My time at the nursing home had its own set of issues mostly because I was stubborn and wanted to do everything for myself when I could but the staff still treated me like I was a complete invalid. Words were exchanged many times but I always won.
I was given the wrong medication more than once but luckily knew the color and shape of my pills and could get my dosage fixed; I admit the one time I had an extra oxy in cup I popped that sucker and felt much better for a few hours. Because my primary doctor and my surgeon were not in the same practice, there was confusion over which doctor was supposed to sign my various medical orders, so no one did until a social worker finally got involved after I threatened to walk, well wheel, out. So much red tape.
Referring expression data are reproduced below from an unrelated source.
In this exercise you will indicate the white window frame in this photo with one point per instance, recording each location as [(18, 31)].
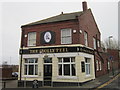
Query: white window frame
[(89, 64), (86, 38), (108, 65), (29, 40), (94, 43), (70, 63), (97, 65), (35, 64), (100, 65), (63, 37)]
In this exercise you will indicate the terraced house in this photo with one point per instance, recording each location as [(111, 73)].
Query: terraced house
[(62, 50)]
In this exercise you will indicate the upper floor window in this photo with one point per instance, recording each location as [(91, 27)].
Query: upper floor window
[(97, 66), (94, 43), (100, 65), (86, 38), (87, 66), (98, 43), (66, 36), (66, 66), (31, 38)]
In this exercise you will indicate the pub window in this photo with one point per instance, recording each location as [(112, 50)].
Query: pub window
[(94, 43), (83, 66), (66, 66), (66, 36), (108, 65), (98, 43), (31, 38), (87, 66), (31, 66), (100, 65), (47, 60), (97, 66), (86, 38)]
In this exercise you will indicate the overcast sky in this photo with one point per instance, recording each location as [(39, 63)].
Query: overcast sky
[(15, 14)]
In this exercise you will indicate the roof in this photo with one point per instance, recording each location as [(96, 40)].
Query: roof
[(57, 18)]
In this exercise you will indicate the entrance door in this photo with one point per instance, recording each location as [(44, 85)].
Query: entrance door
[(47, 74)]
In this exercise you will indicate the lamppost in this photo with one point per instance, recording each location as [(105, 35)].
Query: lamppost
[(111, 58)]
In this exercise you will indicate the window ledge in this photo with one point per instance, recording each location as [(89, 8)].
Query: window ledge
[(67, 77)]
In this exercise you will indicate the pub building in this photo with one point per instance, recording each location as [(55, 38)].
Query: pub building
[(60, 50)]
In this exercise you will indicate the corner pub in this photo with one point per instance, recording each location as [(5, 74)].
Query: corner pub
[(59, 51)]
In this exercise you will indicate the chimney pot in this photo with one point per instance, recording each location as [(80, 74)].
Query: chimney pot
[(84, 4)]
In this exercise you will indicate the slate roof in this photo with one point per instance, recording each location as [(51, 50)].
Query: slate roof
[(61, 17)]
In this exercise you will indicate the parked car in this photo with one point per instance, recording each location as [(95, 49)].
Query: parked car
[(15, 74)]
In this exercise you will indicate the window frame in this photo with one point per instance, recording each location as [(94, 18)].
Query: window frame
[(108, 64), (94, 43), (28, 40), (26, 73), (85, 38), (66, 63), (89, 64), (100, 64), (70, 36)]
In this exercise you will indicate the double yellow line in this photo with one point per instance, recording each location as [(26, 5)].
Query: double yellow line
[(105, 84)]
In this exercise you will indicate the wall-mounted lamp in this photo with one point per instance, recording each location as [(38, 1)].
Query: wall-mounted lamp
[(80, 31), (74, 31)]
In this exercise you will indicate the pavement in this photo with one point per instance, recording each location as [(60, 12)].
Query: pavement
[(104, 81)]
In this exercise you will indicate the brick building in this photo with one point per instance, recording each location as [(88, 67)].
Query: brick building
[(63, 50)]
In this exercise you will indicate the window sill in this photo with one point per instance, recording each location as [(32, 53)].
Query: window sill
[(67, 77)]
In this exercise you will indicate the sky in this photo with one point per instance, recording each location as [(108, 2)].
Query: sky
[(13, 14)]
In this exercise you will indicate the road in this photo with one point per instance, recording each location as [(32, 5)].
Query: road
[(113, 84)]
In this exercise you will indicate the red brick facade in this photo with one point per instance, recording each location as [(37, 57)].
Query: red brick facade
[(86, 23)]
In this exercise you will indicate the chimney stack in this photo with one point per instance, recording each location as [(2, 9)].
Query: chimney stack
[(84, 4)]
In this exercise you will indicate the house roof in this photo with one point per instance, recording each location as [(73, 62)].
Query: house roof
[(61, 17)]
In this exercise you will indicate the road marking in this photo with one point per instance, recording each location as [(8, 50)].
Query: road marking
[(105, 84)]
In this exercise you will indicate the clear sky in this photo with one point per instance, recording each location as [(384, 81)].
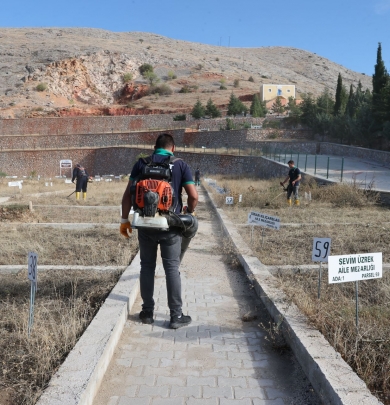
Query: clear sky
[(344, 31)]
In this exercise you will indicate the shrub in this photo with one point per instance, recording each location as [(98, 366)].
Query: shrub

I had a bit of an issue with a lady taking my blood who didn’t appreciate my suggestion that the vein she was trying to use was not going to work; I was right but I still had to take all her extra pokes. I really dislike her to this day.
Even before my procedure I had a couple issues while getting my first MRI, I learned that I am in fact claustrophobic, I have no “happy place” but I can eventually calm myself down with focused breathing and valium.
My stubbornness led to an early release from the nursing home and I continued my recovery walking around the hood with my cane. I was due one more set back as I overused my shoulder and had rotator issues, another MRI and more physical therapy.
But I recovered. While sometimes it feels like I am sitting on a cast iron ball, I no longer have pain, my scars are mostly faded and luckily I am not one of the 5% of the people who have a hip joint that squeaks when they walk. What a nightmare that would be.
So happy 4th birthday bionic hip, glad to have you aboard!